00:00C'est le rôle des juges de comprendre. En effet, vous connaissez parfaitement, Olivier, le principe de personnalisation de la peine,
00:08de sorte que le juge est toujours amené en fonction d'un individu, un délinquant, de se prononcer en fonction de ses antécédents,
00:16de son casier judiciaire, de la situation, du dossier, bien sûr, des faits, et c'est en fonction de cela que le juge va déterminer la peine.
00:25Le problème, et on a eu de cesse de le répéter sur votre plateau, c'est le sentiment d'impunité,
00:32qui fait que finalement, aujourd'hui en France, parce que dans d'autres pays, de telles incivilités, de telles violences n'ont pas lieu.
00:41Je reviens par exemple d'Asie, et je peux vous dire que je n'ai pas croisé un seul policier durant mes trois semaines de séjour.
00:48Je n'ai pas été témoin non plus d'une agression, et pourtant, ils sont beaucoup plus nombreux qu'eux, que nous.
00:54Donc, on voit que c'est une question de civilisation, de culture, mais en France, on a aussi un sentiment d'impunité.
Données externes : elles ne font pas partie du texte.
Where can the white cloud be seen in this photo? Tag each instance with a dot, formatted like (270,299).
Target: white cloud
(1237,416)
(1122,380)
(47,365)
01:00De sorte que finalement, une personne ne se rendra pas compte, finalement, de la gravité de la faute qu'il commet en commettant une infraction,
01:12que ce soit un délit ou un crime, parce qu'il sait personnellement, comme c'est le cas pour cet individu, puisqu'il est déjà connu.
01:17Donc, il sait comment fonctionne la justice, il sait que finalement, il ne risque rien, et c'est peut-être ça ce qui s'est passé dans le passé.
01:26Comme il n'a pas été incarcéré, comme il n'a pas pris conscience de la gravité, puisque l'incarcération sert à prendre conscience de la gravité,
01:34de la faute que l'on a commise, finalement, l'individu réitère.
01:37Et c'est ce qui se passe dans nos prétoires.